Robinson described decades of dedicated teaching and social activism, as well as a situation that took place this school year involving an argument between a Jewish and a Muslim student. Robinson worked with the students to design a symbol of unity, a palm-shaped Middle Eastern amulet known as a Hamsa, which inspired Robinson to have a similar design tattooed on her arm.

Robinson insisted, “The important thing to remember today is that our educational systems thrive on critical thinking. And I’ve been creating safe environments for my students for decades, day after day.”

For her part, Wolf began by holding up a copy of Refugee by Alan Gratz, which she taught last year to eighth grade students, saying, “If you know me, or have read this book, then you know we are not here today about my job performance as an educator. No, we are here because, in my personal time, I communicated my belief that the indiscriminate killing of civilians is wrong.”
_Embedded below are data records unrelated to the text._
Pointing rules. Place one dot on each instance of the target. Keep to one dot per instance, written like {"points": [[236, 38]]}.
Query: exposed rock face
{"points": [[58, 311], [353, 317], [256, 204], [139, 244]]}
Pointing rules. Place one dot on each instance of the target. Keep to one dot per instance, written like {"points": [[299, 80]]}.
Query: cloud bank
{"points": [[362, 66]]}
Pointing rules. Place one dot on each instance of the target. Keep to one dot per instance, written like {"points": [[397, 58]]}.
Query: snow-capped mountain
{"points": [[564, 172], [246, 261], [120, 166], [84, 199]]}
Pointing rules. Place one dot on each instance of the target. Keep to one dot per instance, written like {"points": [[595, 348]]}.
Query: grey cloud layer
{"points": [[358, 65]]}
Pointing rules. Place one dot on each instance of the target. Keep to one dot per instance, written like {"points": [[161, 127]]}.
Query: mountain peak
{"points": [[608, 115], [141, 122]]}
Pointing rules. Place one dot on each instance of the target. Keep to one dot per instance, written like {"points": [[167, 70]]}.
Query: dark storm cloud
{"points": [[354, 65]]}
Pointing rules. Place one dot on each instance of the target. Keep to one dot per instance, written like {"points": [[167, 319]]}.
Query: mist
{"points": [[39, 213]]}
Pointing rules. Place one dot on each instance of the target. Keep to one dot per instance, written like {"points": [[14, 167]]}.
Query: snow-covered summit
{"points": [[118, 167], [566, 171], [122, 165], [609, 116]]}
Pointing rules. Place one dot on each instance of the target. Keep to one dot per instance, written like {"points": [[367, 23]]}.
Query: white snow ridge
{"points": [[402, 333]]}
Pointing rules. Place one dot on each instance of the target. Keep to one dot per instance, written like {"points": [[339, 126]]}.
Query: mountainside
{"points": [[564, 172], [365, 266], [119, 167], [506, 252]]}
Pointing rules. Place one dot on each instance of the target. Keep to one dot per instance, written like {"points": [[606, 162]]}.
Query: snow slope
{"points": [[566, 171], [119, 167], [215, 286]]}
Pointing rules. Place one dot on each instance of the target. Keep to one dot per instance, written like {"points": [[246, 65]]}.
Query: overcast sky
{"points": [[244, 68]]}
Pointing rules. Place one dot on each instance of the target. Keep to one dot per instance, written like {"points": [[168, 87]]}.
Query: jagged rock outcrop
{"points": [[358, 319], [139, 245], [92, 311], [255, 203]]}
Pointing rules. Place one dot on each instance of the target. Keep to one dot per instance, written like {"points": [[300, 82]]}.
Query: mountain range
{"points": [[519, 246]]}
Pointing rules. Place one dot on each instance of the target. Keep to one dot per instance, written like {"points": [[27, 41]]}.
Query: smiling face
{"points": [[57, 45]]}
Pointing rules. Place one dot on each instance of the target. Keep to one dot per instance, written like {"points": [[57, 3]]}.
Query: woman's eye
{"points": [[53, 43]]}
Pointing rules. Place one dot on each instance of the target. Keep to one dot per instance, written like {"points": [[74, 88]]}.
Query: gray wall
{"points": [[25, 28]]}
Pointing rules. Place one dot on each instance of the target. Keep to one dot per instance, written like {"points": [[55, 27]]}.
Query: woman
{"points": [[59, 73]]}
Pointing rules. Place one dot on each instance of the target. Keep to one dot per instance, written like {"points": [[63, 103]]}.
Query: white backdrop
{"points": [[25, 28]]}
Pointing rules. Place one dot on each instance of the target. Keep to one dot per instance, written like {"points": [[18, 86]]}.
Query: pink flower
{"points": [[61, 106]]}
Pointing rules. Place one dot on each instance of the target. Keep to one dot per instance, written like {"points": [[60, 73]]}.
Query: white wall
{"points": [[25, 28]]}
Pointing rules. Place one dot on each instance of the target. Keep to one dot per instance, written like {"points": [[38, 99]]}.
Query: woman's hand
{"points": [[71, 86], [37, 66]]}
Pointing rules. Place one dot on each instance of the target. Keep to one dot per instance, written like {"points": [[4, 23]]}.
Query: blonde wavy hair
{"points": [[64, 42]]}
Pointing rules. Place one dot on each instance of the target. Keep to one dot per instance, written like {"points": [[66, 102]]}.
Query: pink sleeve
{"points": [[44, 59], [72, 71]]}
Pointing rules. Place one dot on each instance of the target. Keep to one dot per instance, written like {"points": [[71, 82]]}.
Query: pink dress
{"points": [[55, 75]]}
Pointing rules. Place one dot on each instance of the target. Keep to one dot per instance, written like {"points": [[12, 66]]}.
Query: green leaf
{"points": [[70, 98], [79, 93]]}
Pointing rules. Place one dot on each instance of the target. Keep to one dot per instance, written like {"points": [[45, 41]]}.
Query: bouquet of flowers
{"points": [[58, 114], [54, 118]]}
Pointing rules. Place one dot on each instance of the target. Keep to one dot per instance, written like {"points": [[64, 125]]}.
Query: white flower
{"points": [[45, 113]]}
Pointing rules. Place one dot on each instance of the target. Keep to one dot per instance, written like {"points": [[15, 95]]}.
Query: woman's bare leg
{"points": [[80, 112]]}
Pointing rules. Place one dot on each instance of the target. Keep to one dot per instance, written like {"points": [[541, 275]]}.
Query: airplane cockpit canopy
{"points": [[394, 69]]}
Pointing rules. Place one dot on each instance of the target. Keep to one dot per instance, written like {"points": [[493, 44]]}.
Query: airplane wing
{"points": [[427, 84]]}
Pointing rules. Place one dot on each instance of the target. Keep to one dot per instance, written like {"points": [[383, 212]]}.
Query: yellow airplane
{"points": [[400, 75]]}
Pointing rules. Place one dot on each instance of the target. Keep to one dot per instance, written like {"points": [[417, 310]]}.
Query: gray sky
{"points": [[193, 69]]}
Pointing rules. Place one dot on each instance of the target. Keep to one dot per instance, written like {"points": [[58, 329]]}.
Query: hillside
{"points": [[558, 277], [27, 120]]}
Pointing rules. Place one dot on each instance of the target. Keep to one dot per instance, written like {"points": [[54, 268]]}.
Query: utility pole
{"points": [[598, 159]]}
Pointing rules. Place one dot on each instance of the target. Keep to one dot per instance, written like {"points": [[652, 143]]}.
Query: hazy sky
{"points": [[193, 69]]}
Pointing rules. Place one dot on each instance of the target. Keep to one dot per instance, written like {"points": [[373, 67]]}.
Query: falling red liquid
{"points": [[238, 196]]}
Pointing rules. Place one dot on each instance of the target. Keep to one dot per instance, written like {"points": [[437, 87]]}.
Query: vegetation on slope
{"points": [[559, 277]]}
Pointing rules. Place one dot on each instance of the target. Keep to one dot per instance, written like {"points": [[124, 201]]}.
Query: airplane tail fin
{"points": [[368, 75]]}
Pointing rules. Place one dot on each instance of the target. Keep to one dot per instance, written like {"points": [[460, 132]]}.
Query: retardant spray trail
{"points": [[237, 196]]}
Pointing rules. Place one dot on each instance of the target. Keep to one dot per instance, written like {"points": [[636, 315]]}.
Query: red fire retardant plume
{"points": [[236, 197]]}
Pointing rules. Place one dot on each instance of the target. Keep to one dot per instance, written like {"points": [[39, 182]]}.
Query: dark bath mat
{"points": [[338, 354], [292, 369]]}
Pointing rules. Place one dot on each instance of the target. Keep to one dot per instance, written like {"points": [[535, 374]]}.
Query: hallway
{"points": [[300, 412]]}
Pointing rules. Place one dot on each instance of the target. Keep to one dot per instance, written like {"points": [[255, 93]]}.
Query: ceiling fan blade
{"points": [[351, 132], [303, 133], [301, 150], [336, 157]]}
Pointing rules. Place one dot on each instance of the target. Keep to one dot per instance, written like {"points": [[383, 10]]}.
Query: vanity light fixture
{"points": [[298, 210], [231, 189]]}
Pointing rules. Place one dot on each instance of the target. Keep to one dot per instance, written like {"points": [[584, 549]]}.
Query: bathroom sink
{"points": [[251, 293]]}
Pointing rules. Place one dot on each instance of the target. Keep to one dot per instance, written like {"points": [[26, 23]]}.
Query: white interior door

In reference to the Facebook posts she made expressing sympathy for Palestinians, Wolf denied that they were antisemitic, saying, “Montgomery County Public Schools publicly maligned my character and took me away from a job and the people to whom I have dedicated my heart and mind because of one opinion, in fact an opinion widely agreed upon by the international community, that bombing hospitals and the indiscriminate killing of noncombatants is wrong.”

El-Haggan said she was denied due process by being placed on leave before an investigation could be conducted and before she even knew what the reason was. “My opinion is my wrong,” El-Haggan said, referring to the school administrators’ response to her email signature calling for Palestinian freedom.

CAIR’s lawsuit, which has the support of the American Civil Liberties Union, comes amid a global witch-hunt stirred up to silence international dissent against the ongoing genocidal policy of the Israeli government in Gaza, backed by the US and the other imperialist powers, by equating criticism of hospital bombings and forced starvation with antisemitism. 

In Germany, pro-Palestinian slogans have been banned at mass demonstrations. Filmmakers in Germany have been lambasted as “disturbing and propagandistic” for expressing sympathy or shining a light on the plight of the Palestinians. In the UK, the government has responded to mass protests with heavy police presence and the invocation of the Public Order Act. 

In the US, those who voice empathy for Gazans enduring death and destruction, from the three Maryland teachers to educators in New York City who have been doxxed for participating in demonstrations against the genocide, risk their careers. University student groups opposing Israel’s genocide have also been suspended or banned across the country, including in Democratic Party strongholds, such as New York and New Jersey.

This anti-democratic campaign, supported by both the Democrats and Republicans, to silence opposition to American imperialism poses the question of an independent socialist movement of the working class against genocide and war. It is only such a movement that can protect and defend the fundamental democratic rights of the population, including the right to free speech.